Publié le 01 juin 2012
Frédérick Lavoie, collaboration spéciale |
(Moscou) Après des mois de manifestations contre le régime Poutine, la Douma russe est en voie d'adopter une loi restreignant le droit des citoyens de se rassembler.
Exit les manifestants masqués, interdite, l'incitation au rassemblement illégal, bienvenue, amendes salées. Maintenant que Vladimir Poutine est réinstallé au Kremlin pour six ans, il serre la vis à ses opposants en modifiant la loi.
Au plus fort de la contestation qui a suivi les législatives de décembre dernier, jugées «frauduleuses» par l'opposition, le pouvoir a dû consentir à laisser s'exprimer le mécontentement populaire, allant même jusqu'à annoncer des réformes politiques.

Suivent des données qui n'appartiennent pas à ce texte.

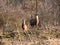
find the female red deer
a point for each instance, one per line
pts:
(34, 21)
(24, 26)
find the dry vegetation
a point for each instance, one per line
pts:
(13, 11)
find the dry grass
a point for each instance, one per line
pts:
(11, 15)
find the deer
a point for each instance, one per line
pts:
(34, 21)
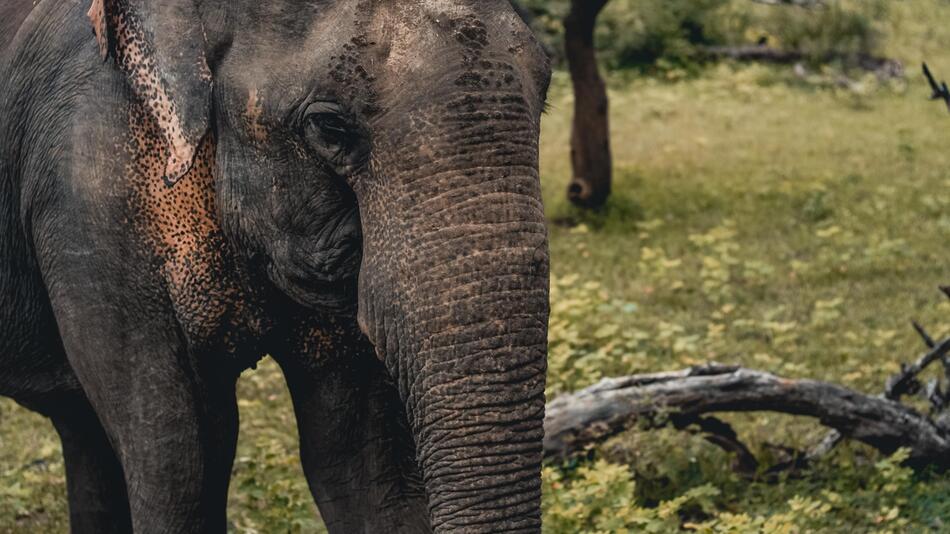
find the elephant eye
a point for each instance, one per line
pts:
(329, 131)
(331, 127)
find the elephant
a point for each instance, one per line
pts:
(348, 186)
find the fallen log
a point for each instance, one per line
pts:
(575, 421)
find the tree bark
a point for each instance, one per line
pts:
(577, 420)
(590, 136)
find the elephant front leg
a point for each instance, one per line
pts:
(98, 501)
(172, 425)
(356, 449)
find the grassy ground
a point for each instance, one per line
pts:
(756, 220)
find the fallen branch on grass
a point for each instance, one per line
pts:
(591, 415)
(683, 398)
(940, 90)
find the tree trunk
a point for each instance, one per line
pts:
(590, 137)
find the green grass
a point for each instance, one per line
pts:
(756, 220)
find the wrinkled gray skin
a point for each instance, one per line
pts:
(350, 186)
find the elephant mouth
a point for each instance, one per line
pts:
(315, 293)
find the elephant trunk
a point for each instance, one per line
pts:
(477, 412)
(454, 295)
(463, 329)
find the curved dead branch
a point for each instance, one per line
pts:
(577, 420)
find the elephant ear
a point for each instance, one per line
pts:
(160, 47)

C'est désormais chose du passé. Alors que la mobilisation s'essouffle et que les opposants organisent des «promenades populaires» de quelques personnes et des sit-in pour irriter les autorités faute de mieux, le parti de Poutine s'affaire à réduire comme une peau de chagrin la possibilité de manifester.
La dernière grande manifestation du 6 mai, la veille de la cérémonie d'inauguration de Poutine, a dégénéré en heurts entre police et opposants et aura fini d'épuiser le dernier bout de patience du pouvoir.

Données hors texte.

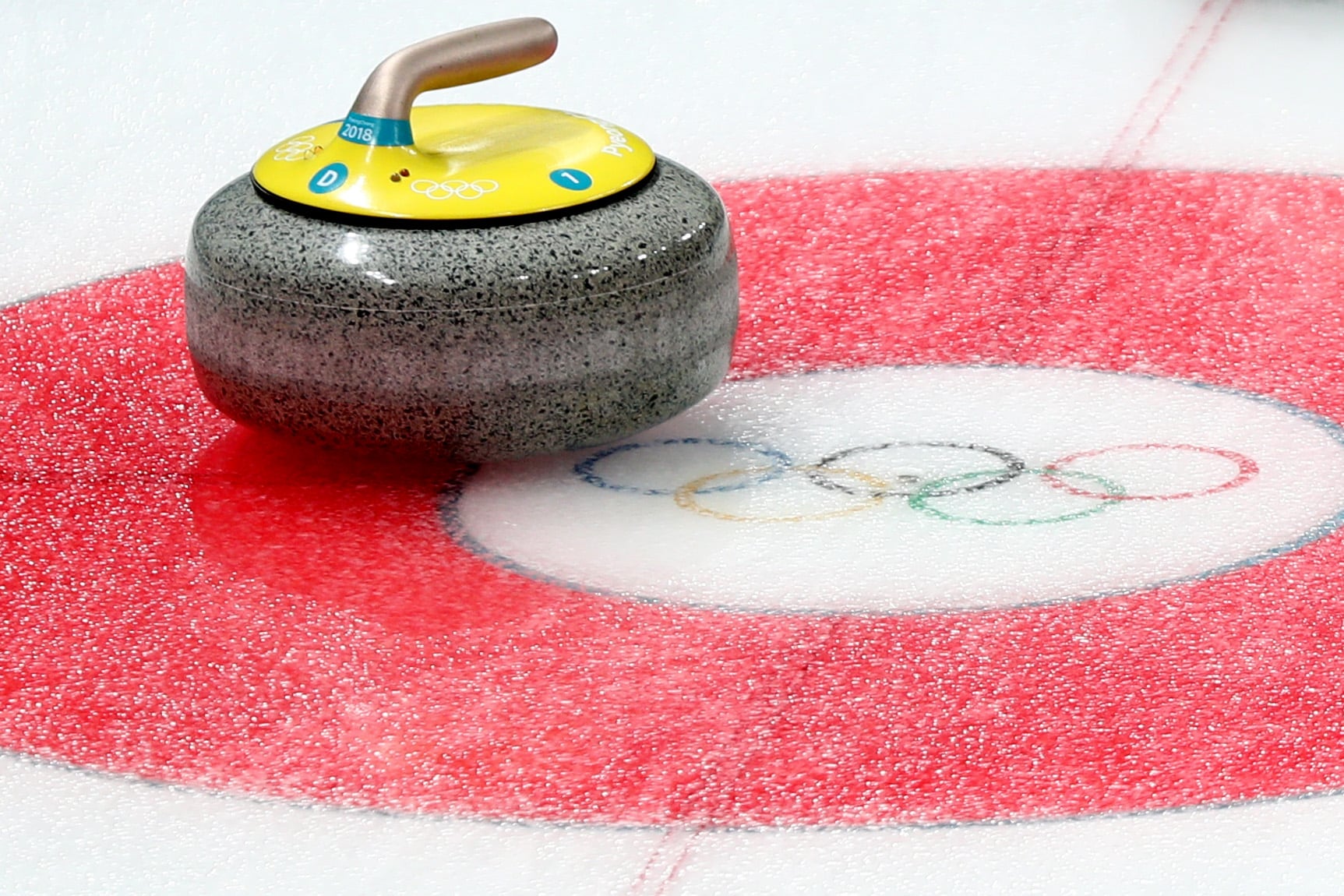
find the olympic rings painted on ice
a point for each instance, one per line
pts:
(934, 488)
(439, 189)
(586, 469)
(917, 492)
(912, 485)
(1246, 471)
(686, 499)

Selon le projet de loi qui devrait être adopté dans les prochains jours à la Douma (Chambre basse), les simples participants à des manifestations illégales encourront des amendes variant entre 10 000 et 300 000 roubles (310$ à 9350$). C'est tout de même cinq fois moins que ce que le projet de loi prévoyait en première lecture. Les sanctions envers les leaders d'organisations ou partis impliqués dans le rassemblement pourront atteindre l'équivalent de 18 700$, et celles contre les personnes juridiques, jusqu'à 31 000$.

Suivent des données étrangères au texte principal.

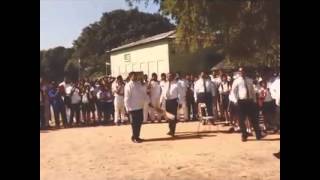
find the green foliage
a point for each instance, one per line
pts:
(248, 31)
(52, 62)
(112, 30)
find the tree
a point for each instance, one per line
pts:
(114, 29)
(246, 30)
(52, 62)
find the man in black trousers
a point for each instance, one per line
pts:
(243, 89)
(172, 94)
(134, 99)
(204, 92)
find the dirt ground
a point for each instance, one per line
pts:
(107, 153)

«L'incitation préalable et l'appel à se rassembler massivement à un moment donné», lancés dans le monde virtuel ou réel, pourront entraîner des amendes maximales de près de 10 000$.
Seuls Guennadi Goudkov et Ilia Ponomarev, deux députés de l'opposition de gauche très actifs dans la rue, se sont efforcés de faire dérailler le projet de loi en proposant 357 amendements cette semaine, mais chacun a été lu et rejeté en 10 secondes en moyenne.
Le député Ponomarev a notamment suggéré que, puisque les manifestants n'auraient plus le droit d'être masqués, les policiers casqués devraient porter un macaron numéroté pour être facilement identifiable en cas d'usage disproportionné de la force.
Le parti au pouvoir a promis de tenir compte des inquiétudes du (peu influent) conseiller aux droits de la personne du président, Mikhaïl Fedotov, selon qui le projet de loi «sème le doute sur la réalité du droit constitutionnel des citoyens de se rassembler pacifiquement, sans armes». M. Fedotov a dit craindre que la loi mène à une radicalisation des manifestants et ne fasse qu'empirer la situation.
Ces renforcements législatifs ne viennent que restreindre un droit de rassemblement déjà bien encadré en Russie. Depuis quelques années, la mairie de Moscou exige que les organisateurs l'informent au préalable du nombre de participants à leur rassemblement.
Cette semaine, l'opposition s'est vu refuser la tenue de sa «marche des millions» le 12 juin prochain. Selon les leaders anti-Poutine, le pouvoir cherche à les contraindre à manifester illégalement, pour ensuite appliquer illico sa loi et les neutraliser sur le long terme. La législation prévoit en effet que les personnes condamnées à des peines administratives (variant d'une amende à 15 jours de détention) ne pourront organiser d'événements publics pour une durée d'un an.
Selon un sondage mené récemment par le Centre panrusse d'étude de l'opinion publique (VTsIOM), la plupart des dispositions de la loi sont appuyées par plus de 60% des Russes. Seule l'imposition d'amendes salées aux contrevenants divise les répondants: 45% l'appuient, alors que 41% sont contre.